Saturday, September 17, 2022

A Sense of Home

 


Gary and I just returned from visiting my daughters and their families, a trip I had been looking forward to all summer long. It is difficult living 12 or more hours away, and not being able to be a regular part of each other's lives in a natural give and take fashion. The distance means that our time together is "all or nothing". We share meals and space and time, which is wonderful on the one hand, and yet it can also be a bit much if we stay too long. Remember Ben Franklin's adage that fish and guests begin to stink after three days?
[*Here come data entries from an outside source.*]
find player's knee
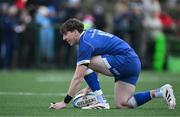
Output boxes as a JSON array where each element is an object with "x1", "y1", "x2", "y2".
[
  {"x1": 115, "y1": 104, "x2": 123, "y2": 109},
  {"x1": 115, "y1": 102, "x2": 133, "y2": 109}
]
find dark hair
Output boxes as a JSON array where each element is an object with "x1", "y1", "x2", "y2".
[{"x1": 61, "y1": 18, "x2": 84, "y2": 34}]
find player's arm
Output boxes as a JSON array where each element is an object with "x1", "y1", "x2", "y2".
[
  {"x1": 49, "y1": 65, "x2": 87, "y2": 109},
  {"x1": 68, "y1": 65, "x2": 87, "y2": 97}
]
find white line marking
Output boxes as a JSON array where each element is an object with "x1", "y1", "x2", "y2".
[
  {"x1": 0, "y1": 92, "x2": 113, "y2": 97},
  {"x1": 0, "y1": 92, "x2": 66, "y2": 96}
]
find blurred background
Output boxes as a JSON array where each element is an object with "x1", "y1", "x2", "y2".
[{"x1": 0, "y1": 0, "x2": 180, "y2": 72}]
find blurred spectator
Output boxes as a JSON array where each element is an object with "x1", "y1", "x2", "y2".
[
  {"x1": 35, "y1": 6, "x2": 54, "y2": 63},
  {"x1": 142, "y1": 0, "x2": 161, "y2": 17},
  {"x1": 83, "y1": 14, "x2": 94, "y2": 30},
  {"x1": 17, "y1": 10, "x2": 37, "y2": 69},
  {"x1": 129, "y1": 3, "x2": 144, "y2": 57},
  {"x1": 2, "y1": 6, "x2": 24, "y2": 68},
  {"x1": 15, "y1": 0, "x2": 27, "y2": 10},
  {"x1": 93, "y1": 5, "x2": 107, "y2": 30},
  {"x1": 159, "y1": 11, "x2": 175, "y2": 34},
  {"x1": 113, "y1": 1, "x2": 129, "y2": 39}
]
Well, we push that limit, mostly because it takes so long to get there, but our hosts are wonderfully understanding.

Each time we visit, I long for an easier way to be closer. I take stock of the landscape as we drive, asking myself if I could live there, if I would be happy there. Maybe I could be, but I already have a life that I love, a place that I call home. Almost thirty years ago, when I moved to Vermont I felt my roots grow deep down into the soil here. 
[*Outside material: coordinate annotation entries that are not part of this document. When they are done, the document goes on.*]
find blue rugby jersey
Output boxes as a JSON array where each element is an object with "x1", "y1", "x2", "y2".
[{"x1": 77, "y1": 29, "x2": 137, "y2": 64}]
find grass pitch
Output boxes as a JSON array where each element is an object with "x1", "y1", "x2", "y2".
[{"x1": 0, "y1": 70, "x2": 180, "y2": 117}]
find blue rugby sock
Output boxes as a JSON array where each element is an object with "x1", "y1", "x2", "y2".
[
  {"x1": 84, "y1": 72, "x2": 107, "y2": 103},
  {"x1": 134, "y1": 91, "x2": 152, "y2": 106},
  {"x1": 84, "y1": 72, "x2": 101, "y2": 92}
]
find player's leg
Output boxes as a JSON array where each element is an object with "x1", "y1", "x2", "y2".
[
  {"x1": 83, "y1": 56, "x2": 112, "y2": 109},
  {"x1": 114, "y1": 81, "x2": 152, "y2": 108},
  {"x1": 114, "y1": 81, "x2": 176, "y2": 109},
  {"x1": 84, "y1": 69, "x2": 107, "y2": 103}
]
Every time I cross the border back into Vermont it happens. It is a physical response that reminds me I am home. A speaker came to the small town where I live once, soon after we had moved here and said, "when you think about home, it doesn't matter where you were born. What matters is where you plan to live out your days. Where you plan to die." That felt true to me, someone the locally born folks were wont to call a "flatlander." I might have been born somewhere else, but this is my true home.
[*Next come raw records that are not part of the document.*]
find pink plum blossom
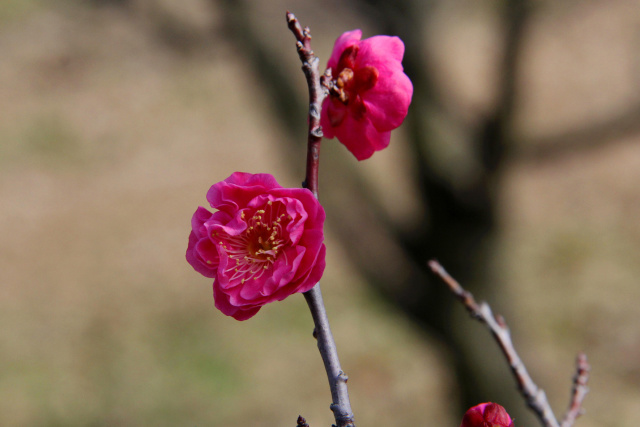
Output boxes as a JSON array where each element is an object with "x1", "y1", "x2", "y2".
[
  {"x1": 186, "y1": 172, "x2": 325, "y2": 320},
  {"x1": 320, "y1": 30, "x2": 413, "y2": 160},
  {"x1": 460, "y1": 402, "x2": 513, "y2": 427}
]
My history makes it all the more complicated that I miss my daughters so deeply. All I can figure out is that my heart must have more than one home. Putting truth to that, tomorrow Gary and I will drive up to Maine, anticipating a week on an island that also claims a piece of my heart, an island that also feels like home to me. My sense of home there has to do with the ocean and trails through pine forests, with glorious sunsets and growing friendships. 

Truth be told, I often feel like I have left little bits of me here and there. Parts of me stay here in Vermont full time, while bits of me hunker down in other places that have touched my heart, and, of course there will always be parts that hang around with those whom I love. Maybe that is just the way it is when home is made up of several places, and people too?